On tenta bien de la séparer du cadavre, mais toutes ses forces étaient regroupées pour s'arrimer à cette main qu'elle ne voulait plus quitter. Il fallait le mettre en terre, disait-on. Qu'importe, elle irait avec lui. On parlait encore de vengeance, d'honneur, de prendre une vie en échange de celle qu'on venait de leur subtiliser. Mais elle n'entendait rien, elle ne prêtait plus attention à rien. Il lui fallut une gifle d'une violence extrême pour la ramener à la vie. 

La douleur cuisante de sa joue et du coin de ses lèvres roses où perlait déjà une gouttelette écarlate lui rappelait l'existence de son enveloppe charnelle, de ses membres, et de chacun de ses sens. Son regard terne fouilla l'espace, et s'arrêta sur la silhouette épaisse de ce qui fut une mère. Une petite femme qui arracha sa fille au cadavre, et rejeta le corps jeune et fragile au loin. Ramassée contre un mur, elle la vit s'interposer entre le mort et elle. 

— Je vous interdis de souiller sa dépouille de vos mains complices ! éructait-elle en la pointant d'un doigt accusateur. Voilà ce que font ces barbares ! Voilà l'œuvre de votre aimé ! 

Ses traits empourprés de haine se détournèrent de sa fille pour se reporter sur le cadavre de son fils dont elle caressa la joue froide dans un sanglot abject. Cette mère, sa mère, qui la tenait pour responsable de la mort de son propre frère. La jeune fille observa ses paumes tachées de sang. Ces paumes qui avaient aimé, ces paumes qui avaient parcouru, cette nuit encore, la peau d’un meurtrier qu’il n’était pas alors. 
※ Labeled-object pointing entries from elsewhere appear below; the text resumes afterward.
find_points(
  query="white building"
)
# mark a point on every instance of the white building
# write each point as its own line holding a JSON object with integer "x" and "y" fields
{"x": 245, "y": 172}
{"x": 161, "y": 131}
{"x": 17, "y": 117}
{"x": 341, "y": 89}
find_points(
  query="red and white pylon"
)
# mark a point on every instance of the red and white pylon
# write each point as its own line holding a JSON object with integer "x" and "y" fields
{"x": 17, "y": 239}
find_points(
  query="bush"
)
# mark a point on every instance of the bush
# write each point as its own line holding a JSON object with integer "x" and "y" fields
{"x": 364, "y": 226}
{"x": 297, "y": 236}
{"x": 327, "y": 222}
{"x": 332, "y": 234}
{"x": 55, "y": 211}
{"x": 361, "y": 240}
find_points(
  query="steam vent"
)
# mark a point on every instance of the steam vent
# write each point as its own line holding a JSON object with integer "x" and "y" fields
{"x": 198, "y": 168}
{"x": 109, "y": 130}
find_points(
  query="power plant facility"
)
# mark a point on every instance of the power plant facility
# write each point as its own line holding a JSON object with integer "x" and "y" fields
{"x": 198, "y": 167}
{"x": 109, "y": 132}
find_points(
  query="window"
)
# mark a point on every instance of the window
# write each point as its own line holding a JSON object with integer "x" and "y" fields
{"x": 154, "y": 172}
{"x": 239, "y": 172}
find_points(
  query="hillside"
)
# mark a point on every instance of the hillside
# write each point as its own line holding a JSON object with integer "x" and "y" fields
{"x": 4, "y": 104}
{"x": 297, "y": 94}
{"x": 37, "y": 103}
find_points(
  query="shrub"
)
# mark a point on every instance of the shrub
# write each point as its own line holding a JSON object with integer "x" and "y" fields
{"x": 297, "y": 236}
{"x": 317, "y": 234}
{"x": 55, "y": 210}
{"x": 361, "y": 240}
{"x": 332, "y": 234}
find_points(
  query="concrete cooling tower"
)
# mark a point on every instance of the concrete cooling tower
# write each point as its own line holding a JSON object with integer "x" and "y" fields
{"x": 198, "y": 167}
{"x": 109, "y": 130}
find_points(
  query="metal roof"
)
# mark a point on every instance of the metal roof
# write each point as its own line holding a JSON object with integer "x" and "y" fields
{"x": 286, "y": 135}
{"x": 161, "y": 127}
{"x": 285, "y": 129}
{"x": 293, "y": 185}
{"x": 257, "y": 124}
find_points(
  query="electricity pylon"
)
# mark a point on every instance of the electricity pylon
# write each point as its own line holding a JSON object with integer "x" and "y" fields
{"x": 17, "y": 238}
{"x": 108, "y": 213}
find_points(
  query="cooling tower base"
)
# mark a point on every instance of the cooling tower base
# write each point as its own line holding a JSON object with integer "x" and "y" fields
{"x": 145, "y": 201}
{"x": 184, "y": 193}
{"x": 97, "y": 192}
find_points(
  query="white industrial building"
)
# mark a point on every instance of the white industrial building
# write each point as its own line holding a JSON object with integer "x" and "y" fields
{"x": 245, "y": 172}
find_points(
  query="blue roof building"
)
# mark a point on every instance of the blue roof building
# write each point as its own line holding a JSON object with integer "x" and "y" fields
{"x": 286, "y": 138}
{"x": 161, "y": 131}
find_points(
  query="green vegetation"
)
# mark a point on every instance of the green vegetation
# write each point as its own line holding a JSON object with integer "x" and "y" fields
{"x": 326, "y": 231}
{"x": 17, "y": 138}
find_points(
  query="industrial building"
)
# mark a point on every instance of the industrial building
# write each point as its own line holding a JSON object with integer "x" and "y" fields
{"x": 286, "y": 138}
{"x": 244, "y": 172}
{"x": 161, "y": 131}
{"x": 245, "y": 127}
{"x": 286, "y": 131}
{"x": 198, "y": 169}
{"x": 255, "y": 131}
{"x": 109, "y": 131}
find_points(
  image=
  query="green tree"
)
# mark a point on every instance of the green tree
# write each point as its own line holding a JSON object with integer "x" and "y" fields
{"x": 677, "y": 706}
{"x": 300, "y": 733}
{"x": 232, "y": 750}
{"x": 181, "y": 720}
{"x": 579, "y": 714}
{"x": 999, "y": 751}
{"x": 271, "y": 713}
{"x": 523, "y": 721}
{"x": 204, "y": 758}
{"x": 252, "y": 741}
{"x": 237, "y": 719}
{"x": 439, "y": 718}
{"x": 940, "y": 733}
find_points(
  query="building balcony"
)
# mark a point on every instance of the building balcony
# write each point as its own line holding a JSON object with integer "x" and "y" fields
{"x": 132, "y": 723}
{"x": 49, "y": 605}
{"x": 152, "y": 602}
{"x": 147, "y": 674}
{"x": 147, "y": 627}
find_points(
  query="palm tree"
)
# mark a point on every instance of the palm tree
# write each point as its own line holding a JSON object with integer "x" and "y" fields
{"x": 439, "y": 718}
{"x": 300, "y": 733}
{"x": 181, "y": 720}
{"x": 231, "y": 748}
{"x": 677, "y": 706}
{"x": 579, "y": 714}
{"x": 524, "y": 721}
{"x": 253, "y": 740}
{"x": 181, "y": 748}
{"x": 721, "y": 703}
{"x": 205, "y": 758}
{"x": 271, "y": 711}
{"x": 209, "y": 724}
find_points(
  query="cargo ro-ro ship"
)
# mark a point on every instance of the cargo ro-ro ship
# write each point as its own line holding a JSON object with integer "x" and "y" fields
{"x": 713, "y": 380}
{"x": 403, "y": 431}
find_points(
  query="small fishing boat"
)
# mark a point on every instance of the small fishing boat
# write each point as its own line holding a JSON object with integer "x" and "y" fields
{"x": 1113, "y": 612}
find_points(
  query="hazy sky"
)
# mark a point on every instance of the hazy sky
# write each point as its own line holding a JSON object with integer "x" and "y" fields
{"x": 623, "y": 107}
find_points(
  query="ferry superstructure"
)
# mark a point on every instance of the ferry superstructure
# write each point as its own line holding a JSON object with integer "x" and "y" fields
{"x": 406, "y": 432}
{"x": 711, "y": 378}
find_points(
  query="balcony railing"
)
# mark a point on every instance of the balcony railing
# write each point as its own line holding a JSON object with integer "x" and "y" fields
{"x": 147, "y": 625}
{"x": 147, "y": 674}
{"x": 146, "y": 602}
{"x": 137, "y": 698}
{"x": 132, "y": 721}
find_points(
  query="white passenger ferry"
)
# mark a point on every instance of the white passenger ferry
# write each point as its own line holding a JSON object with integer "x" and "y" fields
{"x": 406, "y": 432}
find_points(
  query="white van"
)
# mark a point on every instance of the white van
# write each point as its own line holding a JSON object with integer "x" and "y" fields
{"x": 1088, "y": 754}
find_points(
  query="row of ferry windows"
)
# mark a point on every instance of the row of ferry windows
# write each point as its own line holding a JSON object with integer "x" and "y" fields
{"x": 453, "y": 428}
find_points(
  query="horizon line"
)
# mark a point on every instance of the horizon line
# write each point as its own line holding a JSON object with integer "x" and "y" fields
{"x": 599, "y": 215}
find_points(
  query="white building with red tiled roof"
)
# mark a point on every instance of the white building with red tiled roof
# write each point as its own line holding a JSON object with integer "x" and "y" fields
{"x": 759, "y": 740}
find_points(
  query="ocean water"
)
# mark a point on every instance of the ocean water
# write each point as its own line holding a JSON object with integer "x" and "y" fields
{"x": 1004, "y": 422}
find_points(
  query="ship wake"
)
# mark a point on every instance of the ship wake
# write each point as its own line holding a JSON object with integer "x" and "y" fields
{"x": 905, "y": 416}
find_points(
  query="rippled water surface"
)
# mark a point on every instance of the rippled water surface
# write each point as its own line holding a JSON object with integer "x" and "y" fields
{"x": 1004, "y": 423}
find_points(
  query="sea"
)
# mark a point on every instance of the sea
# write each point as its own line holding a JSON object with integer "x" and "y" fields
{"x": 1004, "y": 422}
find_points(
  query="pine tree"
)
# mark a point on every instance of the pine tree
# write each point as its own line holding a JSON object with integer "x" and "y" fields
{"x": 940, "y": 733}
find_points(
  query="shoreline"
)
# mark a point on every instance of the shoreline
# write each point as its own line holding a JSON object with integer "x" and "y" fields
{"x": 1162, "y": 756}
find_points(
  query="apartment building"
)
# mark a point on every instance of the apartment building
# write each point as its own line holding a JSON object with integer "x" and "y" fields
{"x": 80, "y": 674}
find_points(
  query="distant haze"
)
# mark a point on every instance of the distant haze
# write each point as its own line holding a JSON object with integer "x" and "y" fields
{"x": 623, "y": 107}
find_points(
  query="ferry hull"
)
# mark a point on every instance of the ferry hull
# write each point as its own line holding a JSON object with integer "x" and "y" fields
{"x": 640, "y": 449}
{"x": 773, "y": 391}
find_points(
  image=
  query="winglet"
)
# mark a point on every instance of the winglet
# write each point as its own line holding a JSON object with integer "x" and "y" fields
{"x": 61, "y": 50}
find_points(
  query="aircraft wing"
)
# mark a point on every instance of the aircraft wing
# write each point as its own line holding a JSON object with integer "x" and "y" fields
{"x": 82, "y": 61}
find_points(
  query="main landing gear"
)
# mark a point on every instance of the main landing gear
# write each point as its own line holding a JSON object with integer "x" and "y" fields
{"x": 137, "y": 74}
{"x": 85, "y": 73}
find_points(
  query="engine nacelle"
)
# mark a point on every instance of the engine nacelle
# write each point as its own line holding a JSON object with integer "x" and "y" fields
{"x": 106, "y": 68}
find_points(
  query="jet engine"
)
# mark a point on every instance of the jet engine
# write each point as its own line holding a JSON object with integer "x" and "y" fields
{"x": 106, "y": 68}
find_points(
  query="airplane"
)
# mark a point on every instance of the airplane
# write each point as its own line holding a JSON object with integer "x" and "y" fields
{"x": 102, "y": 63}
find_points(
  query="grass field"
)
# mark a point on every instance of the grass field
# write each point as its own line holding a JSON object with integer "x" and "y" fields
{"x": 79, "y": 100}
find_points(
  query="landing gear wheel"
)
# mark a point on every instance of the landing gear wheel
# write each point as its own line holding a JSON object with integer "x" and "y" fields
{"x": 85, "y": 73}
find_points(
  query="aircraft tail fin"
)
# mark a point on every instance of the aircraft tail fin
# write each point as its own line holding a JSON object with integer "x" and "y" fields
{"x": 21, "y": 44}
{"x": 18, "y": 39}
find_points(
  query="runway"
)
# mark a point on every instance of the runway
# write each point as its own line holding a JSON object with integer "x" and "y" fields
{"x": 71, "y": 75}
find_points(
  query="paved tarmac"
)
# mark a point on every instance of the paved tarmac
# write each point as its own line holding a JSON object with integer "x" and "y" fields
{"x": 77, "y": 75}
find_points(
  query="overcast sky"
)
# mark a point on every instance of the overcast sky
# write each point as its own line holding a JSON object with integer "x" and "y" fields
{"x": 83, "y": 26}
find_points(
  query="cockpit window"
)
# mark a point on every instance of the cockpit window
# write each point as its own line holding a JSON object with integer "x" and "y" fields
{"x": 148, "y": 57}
— Retrouvez-le ! Tuez-le ! Et apportez-moi sa tête ! cracha, à nouveau, la matrone. Au lever du soleil, nous aurons deux mises en terre et une union. Vous, ma fille, vous serez donnée au Seigneur Ezelin, et mon pauvre Teobaldo, mon fils unique, sera mis en terre avec la tête de son meurtrier. Traquez-le ! Tuez-le !  



Tuez-le... Tuez-le... Tuez-le... Tuez-le.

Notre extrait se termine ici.